И вдруг начал оживать образ отца, словно отец шел сейчас очень издалека, но шел сюда, и уже можно различить ремни, светлый овал лица, шевроны на рукавах гимнастерки. И более ничего. Сложности взаимоотношений меж людьми он тогда еще не понимал.
Засыпая, Коршак слышал, как гудел в доме голос Степанова, и впервые за несколько лет чувствовал какое-то необыкновенное спокойствие.
И еще Коршак слышал, как Степанов, несколько раз сорвавшись, забирался по жердиной лестнице на чердак, как говорил сам с собой, ворча и смеясь, как уже было лег, но потом пробрался к слуховому окну и проговорил оттуда громко и неотчетливо:
— А все же я вас нашел!
Степанов погрузил танки на платформы, рассадил солдат по теплушкам и сам с офицерами батальона занял половину такой теплушки — они отгородились от солдат и ординарцев плащ-палатками и танковым чехлом и ехали, пели негромко песни и смотрели, как в открытых дверях теплушки, вращаясь и отставая навсегда, проходили чужие страны. До чего же они казались маленькими, когда, постукивая на узкой европейской колее, погромыхивая подрессоренными колесами на раскрашенных аккуратных стрелках, катился этот состав, а сзади за ним — так, что на поворотах было видно, — катился еще состав. А за вторым — третий, а там — четвертый, а там… А там были еще составы с солдатами, с изношенными пушками, с отлетавшими свое «лавочкиными» и «яками», с закопченными танками — под пляс и плач, под разношерстное пение гармошек, еще довоенных, с колокольчиками — «хромками» их называли — под изысканное гудение трофейных аккордеонов, под всхлипывание губных гармошек катились и катились составы в цветах, в ветках с первыми листьями, в красных лозунгах, с портретами командующих фронтов перед паровозными котлами, и они, маршалы, грустно и задумчиво смотрели вперед, на ведущую в Россию колею.
Армия, не останавливаясь, катилась на восток — воевать с Японией. А батальон Степанова сняли, вместо него, вооруженного «ИСами-вторыми», пошла часть ИС-3. Степанов получил отпуск. И он опять очень долго ехал, но теперь уже один — в тамбурах переполненных вагонов, на крышах, потом ехал на попутном грузовике через весеннюю хлябь Заволжья — в село Алексеевку, где обосновалась его семья. Ему повезло, в общем-то. Еще до войны, буквально за несколько месяцев до войны, уже после того, как не стало человека, которого он возил, он отправил свою семью — жену с тремя пацанами — к матери своей за Волгу, в деревню, а сам туда приехать не успел. И теперь он ехал туда — с тугим рюкзаком за спиной, в новенькой шипели, с орденами и нашивками за ранения. И только там, в черной бане, на полке, когда жена его хлестанула по широкой, с глубоким желобком и иссеченной шрамами от ожогов спине, он понял, что война кончилась.
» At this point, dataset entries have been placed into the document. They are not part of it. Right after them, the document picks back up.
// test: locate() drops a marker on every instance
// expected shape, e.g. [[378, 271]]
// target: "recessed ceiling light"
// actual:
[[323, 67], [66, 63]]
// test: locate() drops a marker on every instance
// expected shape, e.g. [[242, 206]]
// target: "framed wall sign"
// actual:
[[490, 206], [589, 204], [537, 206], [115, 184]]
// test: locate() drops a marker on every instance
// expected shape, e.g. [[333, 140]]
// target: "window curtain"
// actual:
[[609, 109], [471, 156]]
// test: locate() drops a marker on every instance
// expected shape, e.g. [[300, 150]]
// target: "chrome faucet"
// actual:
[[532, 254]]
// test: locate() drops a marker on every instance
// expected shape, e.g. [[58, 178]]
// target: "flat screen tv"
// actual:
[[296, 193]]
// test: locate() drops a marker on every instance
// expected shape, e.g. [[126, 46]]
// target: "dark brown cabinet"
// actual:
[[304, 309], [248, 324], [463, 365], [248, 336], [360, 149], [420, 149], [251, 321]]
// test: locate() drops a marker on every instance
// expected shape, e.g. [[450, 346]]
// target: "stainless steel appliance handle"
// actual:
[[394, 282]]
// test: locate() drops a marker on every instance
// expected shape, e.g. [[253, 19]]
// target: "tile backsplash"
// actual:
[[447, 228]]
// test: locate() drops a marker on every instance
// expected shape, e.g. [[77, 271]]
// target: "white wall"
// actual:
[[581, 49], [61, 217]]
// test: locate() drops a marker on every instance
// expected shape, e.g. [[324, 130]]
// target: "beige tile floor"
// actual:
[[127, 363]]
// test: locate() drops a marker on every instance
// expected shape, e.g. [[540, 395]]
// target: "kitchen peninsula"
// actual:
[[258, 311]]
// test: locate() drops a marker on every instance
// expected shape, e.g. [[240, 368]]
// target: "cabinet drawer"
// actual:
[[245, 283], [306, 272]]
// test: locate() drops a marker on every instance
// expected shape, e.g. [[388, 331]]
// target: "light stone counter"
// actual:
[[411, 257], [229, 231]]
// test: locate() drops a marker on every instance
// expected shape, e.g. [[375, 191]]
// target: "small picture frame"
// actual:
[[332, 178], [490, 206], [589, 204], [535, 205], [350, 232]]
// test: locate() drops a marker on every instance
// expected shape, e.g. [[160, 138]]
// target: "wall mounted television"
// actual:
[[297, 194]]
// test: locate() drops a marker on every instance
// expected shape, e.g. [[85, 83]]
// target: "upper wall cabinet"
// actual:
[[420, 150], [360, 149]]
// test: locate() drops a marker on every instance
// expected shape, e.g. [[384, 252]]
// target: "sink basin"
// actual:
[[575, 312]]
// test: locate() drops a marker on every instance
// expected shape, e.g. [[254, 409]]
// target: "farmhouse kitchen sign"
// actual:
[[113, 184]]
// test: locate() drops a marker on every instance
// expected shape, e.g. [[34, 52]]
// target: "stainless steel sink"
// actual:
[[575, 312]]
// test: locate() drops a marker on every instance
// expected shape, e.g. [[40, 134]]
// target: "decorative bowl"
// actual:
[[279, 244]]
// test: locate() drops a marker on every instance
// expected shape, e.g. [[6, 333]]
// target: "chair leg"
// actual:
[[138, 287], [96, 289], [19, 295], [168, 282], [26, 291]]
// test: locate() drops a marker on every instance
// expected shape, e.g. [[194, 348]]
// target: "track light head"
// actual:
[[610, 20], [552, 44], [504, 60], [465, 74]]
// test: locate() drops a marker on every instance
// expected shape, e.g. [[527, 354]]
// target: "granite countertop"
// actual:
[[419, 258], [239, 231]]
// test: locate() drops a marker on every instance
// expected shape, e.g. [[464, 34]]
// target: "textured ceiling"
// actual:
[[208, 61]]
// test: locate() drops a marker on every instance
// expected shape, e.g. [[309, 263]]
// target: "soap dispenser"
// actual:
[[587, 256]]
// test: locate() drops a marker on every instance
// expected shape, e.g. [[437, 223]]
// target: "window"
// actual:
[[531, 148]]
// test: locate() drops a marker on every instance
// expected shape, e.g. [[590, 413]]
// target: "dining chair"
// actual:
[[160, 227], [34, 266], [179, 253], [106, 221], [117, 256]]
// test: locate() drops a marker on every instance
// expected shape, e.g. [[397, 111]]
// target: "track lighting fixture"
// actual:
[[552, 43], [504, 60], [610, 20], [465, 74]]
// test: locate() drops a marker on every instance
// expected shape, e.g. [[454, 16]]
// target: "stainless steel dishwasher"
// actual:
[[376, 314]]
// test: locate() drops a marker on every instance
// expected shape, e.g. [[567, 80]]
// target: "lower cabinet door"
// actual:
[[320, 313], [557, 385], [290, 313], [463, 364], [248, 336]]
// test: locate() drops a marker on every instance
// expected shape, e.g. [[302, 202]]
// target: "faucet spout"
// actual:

Кончилась, и все тут. Кончилась во всем, и теперь должны были наступить иные времена. И он больше не хотел никем командовать, он с удовольствием бы снова сел за руль автомобиля, но еще не мог этого сделать, потому что командовал батальоном и находился в отпуске, и должен был вернуться в часть. А ему этого смертельно не хотелось.
Всю жизнь Степанова спасало чуть-чуть. Он чуть-чуть не сгорел в танке, но горящий танк провалился в огромную от фугаса воронку, залитую жидкой грязью, и, спалив себе спину и правое плечо, Степанов остался жив.
И в деревне, дома, Степанову повезло: слишком старательно хлестала его веником в бане жена, словно вымещая ему за годы вынужденного вдовства, нищеты, страха за него и за детей, за то, что умер самый маленький. Открылись его старые раны. Ожоги открылись — так, оказывается, бывает, если ты во время ранения был истощен, как дистрофик. Степанова положили в госпиталь, и военкомат отправил в его часть бумагу, где было сказано, что Степанов к дальнейшему прохождению службы в строевых частях танковых войск на командной должности не пригоден.
Болел Степанов трудно и долго. Когда заглянули вооруженным глазом в его нутро, оказалось, что тот кашель, что мучил его, если он засыпал на спине, и до рвоты колотивший его по утром от первой «козьей ножки», — хроническая двусторонняя пневмония. А то, что ноги у него подлетали до самого потолка, когда доктор ударял резиновым молоточком по чему-то странно электрическому в коленках, и то, что порою в сырую прохладную погоду в руках его, обычно крепких, вдруг исчезала сила и он, как малый ребенок, не мог поднять на вытянутой руке чайник с водой, оказалось полиартритом. Почти полгода, до февраля, провалялся он в госпитале.